Religion
- Affiliation: Hinduism
- District: Khurda
- Deity: Narasimha

Location
- Location: Bhubaneswar
- State: Odisha
- Country: India
- Interactive map of Narasimha Temple
- Coordinates: 20°15′11″N 85°50′36″E﻿ / ﻿20.25306°N 85.84333°E

Architecture
- Type: Kalingan Style (Kalinga Architecture)
- Completed: 14-15th century CE
- Elevation: 20 m (66 ft)

= Narasimha Temple, Bhubaneswar =

Narasimha Temple is a 14th–15th-century Hindu temple in Bhubaneswar city of the Indian state of Odisha.

The time period of its construction is estimated from its architectural features. Its tradition and legends are same as the Gosagaresvara temple. It is situated in the precinct of Gosagaresvara on the southeastern side of Gosagaresvara Shiva and Paradaresvara Shiva temples. The presiding deity is a four armed Narasimha image seating on a pedestal. His upper left hand holding a conch, upper right hand holds a disk while in his major left and right hand are busy in killing the demon. The base of the pedestal is carved with series of females, in anjalii mudra. The cella measures 1.15 square metres and is facing towards west.

==Physical description==

===Surroundings===

The temple surrounded by Sanisvara Siva temple in west, Paradaresvara Siva and Gosagaresvara Siva temple in the north western corner and Isanesvara in the north eastern corner.

===Orientation===

The temple is facing towards west.

===Architectural features (plan and elevation)===

The temple stands over a low pista. On plan, temple is pancharatha with a square vimana measuring 2.10 square metres and a frontal porch of 0.40 metres. On elevation, temple is in pidha order with usual bada, gandi and mastaka measuring 3.38 metres in height from bottom to top. The bada measuring 1.28 metres has threefold divisions in which pabhaga measures 0.38 metres, jangha 0.73 metres and baranda measures 0.27 metres in height. The gandi measures 1.15 metres and the mastaka 0.95 in height.

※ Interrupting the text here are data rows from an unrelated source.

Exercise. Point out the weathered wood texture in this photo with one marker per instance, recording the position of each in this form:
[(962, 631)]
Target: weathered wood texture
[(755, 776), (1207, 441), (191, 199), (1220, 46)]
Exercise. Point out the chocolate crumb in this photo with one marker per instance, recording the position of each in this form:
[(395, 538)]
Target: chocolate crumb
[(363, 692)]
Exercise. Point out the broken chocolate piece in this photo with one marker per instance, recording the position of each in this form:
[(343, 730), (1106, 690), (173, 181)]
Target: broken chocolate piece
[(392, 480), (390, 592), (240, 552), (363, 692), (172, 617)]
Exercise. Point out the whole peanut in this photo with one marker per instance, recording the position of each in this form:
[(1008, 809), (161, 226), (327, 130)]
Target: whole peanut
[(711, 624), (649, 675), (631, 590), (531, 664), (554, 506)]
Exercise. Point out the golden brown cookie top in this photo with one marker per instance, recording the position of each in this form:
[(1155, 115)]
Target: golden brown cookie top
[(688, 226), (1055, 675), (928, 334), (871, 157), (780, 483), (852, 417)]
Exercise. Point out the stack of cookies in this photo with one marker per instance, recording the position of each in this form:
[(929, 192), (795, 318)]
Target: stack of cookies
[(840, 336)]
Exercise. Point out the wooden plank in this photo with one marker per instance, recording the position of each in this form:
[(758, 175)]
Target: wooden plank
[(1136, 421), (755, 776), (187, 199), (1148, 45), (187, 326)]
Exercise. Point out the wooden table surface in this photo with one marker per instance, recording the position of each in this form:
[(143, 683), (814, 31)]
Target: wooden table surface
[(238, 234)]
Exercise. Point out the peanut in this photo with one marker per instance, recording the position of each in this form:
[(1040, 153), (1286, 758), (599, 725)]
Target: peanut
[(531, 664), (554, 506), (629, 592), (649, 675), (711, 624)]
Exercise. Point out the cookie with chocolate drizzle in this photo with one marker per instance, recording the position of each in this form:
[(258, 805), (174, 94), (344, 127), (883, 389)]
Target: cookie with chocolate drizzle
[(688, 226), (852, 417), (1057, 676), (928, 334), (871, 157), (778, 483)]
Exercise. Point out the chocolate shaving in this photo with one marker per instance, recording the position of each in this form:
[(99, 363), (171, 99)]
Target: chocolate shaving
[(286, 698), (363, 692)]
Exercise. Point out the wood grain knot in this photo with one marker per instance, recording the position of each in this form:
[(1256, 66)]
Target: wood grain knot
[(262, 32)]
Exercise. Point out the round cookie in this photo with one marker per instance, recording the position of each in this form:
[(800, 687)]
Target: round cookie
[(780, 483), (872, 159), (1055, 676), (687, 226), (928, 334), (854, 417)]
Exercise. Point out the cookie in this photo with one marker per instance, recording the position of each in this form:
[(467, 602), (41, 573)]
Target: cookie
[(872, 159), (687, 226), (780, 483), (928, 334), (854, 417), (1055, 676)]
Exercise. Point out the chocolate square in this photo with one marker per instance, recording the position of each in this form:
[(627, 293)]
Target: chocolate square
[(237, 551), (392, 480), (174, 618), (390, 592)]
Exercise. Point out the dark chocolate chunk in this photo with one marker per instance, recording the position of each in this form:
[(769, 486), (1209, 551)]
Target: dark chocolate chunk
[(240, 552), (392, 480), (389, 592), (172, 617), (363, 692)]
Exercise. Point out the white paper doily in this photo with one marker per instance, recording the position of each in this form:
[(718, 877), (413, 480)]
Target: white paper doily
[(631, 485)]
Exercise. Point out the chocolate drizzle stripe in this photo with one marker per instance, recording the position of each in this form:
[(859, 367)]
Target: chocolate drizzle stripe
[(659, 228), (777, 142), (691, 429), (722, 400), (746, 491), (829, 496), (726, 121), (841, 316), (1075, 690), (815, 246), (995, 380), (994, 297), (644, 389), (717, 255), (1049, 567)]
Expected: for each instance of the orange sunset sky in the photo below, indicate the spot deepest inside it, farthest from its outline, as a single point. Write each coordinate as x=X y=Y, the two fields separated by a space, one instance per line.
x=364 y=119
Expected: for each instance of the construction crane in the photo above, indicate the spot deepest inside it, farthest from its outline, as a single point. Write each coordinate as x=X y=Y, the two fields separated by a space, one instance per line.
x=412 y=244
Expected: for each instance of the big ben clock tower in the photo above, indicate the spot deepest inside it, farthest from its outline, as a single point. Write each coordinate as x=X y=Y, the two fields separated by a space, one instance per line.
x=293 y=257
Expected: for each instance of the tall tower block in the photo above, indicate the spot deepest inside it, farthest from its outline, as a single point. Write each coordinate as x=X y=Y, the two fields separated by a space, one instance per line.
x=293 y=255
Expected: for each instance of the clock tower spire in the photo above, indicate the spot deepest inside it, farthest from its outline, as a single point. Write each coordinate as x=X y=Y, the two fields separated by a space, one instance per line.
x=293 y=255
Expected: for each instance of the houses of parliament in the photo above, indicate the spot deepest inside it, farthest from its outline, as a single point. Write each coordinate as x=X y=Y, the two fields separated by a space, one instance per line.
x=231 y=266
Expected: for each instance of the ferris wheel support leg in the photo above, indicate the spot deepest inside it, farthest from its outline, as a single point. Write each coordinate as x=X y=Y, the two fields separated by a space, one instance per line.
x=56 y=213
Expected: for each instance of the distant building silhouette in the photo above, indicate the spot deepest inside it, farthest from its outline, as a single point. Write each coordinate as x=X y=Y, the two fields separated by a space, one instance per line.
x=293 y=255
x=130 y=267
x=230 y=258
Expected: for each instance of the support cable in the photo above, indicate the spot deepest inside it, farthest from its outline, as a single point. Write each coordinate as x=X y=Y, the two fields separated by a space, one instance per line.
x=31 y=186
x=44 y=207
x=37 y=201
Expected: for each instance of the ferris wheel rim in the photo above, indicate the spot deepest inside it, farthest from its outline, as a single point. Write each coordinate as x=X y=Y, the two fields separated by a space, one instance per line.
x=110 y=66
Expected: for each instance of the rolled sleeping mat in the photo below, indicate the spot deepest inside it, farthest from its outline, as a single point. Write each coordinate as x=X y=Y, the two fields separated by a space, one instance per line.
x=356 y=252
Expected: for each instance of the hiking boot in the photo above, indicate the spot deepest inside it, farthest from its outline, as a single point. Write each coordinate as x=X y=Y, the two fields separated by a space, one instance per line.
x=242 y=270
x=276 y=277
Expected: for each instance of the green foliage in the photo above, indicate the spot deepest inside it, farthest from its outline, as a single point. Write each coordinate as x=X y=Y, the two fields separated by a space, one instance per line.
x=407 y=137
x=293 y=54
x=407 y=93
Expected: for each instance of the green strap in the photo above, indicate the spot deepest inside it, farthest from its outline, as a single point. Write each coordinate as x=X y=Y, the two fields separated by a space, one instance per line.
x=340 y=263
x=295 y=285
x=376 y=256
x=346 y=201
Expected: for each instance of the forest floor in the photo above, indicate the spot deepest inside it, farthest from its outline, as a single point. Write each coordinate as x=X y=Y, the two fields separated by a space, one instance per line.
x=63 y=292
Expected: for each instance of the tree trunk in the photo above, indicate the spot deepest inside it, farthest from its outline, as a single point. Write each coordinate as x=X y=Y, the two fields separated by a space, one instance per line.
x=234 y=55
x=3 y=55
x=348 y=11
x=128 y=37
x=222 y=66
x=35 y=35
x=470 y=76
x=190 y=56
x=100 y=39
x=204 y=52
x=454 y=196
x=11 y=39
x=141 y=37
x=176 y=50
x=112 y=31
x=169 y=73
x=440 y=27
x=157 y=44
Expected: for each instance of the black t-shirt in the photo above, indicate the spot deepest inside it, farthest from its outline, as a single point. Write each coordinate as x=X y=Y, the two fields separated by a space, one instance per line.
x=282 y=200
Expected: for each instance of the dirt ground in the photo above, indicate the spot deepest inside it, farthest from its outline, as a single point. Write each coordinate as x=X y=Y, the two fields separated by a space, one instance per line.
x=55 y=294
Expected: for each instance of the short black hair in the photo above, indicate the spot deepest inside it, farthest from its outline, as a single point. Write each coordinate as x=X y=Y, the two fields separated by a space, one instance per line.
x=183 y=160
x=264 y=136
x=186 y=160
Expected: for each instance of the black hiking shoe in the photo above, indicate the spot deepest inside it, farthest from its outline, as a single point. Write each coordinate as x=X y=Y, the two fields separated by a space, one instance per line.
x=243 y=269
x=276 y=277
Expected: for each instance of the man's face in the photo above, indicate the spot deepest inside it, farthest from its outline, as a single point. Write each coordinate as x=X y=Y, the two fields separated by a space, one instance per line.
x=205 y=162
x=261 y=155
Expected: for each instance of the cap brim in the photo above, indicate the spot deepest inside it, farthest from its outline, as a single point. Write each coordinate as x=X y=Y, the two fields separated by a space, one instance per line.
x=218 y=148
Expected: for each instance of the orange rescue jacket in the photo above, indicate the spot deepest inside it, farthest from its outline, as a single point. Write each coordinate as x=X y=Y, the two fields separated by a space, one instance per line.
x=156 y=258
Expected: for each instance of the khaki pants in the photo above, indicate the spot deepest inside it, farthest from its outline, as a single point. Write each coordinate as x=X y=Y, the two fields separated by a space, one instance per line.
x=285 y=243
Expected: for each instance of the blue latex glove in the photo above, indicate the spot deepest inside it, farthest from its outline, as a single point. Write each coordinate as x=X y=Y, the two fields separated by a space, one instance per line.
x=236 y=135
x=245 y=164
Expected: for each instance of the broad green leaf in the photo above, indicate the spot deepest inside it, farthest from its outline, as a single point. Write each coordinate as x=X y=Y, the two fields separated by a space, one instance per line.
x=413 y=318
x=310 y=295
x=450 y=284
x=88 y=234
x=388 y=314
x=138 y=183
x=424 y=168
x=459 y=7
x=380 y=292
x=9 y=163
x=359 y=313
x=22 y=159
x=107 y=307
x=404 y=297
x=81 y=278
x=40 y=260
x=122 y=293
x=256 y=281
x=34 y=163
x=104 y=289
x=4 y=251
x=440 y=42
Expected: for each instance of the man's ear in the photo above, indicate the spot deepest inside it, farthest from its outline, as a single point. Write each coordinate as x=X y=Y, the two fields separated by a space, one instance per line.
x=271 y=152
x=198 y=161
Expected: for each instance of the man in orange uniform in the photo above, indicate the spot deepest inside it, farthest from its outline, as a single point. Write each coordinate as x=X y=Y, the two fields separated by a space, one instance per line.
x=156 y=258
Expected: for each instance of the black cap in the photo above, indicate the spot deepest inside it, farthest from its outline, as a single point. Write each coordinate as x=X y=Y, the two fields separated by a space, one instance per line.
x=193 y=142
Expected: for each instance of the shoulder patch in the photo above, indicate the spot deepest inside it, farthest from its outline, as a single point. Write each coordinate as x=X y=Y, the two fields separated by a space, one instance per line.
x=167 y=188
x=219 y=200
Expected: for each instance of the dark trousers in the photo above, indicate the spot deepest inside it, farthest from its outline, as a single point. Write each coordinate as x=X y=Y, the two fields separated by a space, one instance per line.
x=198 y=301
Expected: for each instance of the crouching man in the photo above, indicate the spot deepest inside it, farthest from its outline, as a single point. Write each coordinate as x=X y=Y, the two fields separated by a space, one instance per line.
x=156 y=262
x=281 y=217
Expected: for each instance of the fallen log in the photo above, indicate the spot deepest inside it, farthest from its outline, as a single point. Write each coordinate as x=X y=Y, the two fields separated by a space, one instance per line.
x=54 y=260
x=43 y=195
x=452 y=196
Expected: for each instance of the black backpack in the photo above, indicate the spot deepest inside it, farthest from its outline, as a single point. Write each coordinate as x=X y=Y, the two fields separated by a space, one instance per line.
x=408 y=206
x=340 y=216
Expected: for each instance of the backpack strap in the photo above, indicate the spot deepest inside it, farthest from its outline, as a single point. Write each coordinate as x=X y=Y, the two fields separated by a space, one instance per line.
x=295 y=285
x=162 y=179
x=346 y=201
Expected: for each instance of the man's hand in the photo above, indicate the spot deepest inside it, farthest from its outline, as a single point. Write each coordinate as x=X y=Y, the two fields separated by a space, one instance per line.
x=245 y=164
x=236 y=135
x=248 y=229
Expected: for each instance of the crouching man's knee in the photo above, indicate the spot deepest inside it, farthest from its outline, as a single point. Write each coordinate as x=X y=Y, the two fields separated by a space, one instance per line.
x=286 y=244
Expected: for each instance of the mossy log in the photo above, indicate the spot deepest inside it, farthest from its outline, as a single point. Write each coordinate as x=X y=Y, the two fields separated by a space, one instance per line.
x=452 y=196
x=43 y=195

==Condition of the temple==

The temple was repaired by the Orissa State Archaeology under X and XI Finance Commission Award and presently maintained by the locals living around the temple. At the moment the temple is in a good state.

Detached sculptures of a four armed Ganesha and a lingam made of sandstone are there inside the sanctum.